Julio José Ordovás
Sentado en la terraza del Zurich, en una esquina de la barcelonesa plaza de Catalunya, Joan de Sagarra es inconfundible. Encima de la mesa tiene la prensa (el Corriere, La Vanguardia y Le Monde), un vaso de whisky y un cenicero en el que ha dejado el puro al tenderme la mano cuando me he presentado. Propone que vayamos al Ateneo. Estupendo. Apura de un trago el whisky, coge el puro y el bastón y me invita a seguirle. Bajamos por la Rambla, atestada de guiris y de paseantes ociosos (es domingo). Mientras caminamos, me va explicando el paisaje urbano y el humano (no recuerdo cómo me ha dicho que se llamaba el freak vestido de futbolista que hacía cabriolas con una pelota y que por lo que me ha contado es toda una atracción local). Torcemos al llegar a la calle Canuda. Entramos en el Ateneo y atravesamos su sombría solemnidad en dirección al jardín, donde nos sentamos al sol.
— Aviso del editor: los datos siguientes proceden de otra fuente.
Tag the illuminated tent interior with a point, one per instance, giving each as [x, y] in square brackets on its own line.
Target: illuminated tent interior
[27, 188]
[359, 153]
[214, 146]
El camarero no tarda en llegar con una botella de Jameson y un vaso con hielo. Le pregunto si aquí se puede fumar. Sagarra me dice que afuera, en el jardín, sí se puede fumar, pero adentro no, aunque él fuma donde le da la gana.
—¿Viene de antiguo tu afición por el whisky irlandés?
—Yo cuando escribía las rumbas en el Tele/Express bebía Johnnie Walker. Luego me pasé al Rhum Saint James, que es un ron de la Martinica muy bueno con el que se emborrachaba el almirantazgo británico. Y ahora, desde hace un tiempo, los whiskys irlandeses. Jameson, que es el más fácil de encontrar. Y el Padyy, que es fuerte y barato, lo tomo cuando voy a ver los partidos de rugby. Me cae muy bien Irlanda, y además me he aficionado a esto.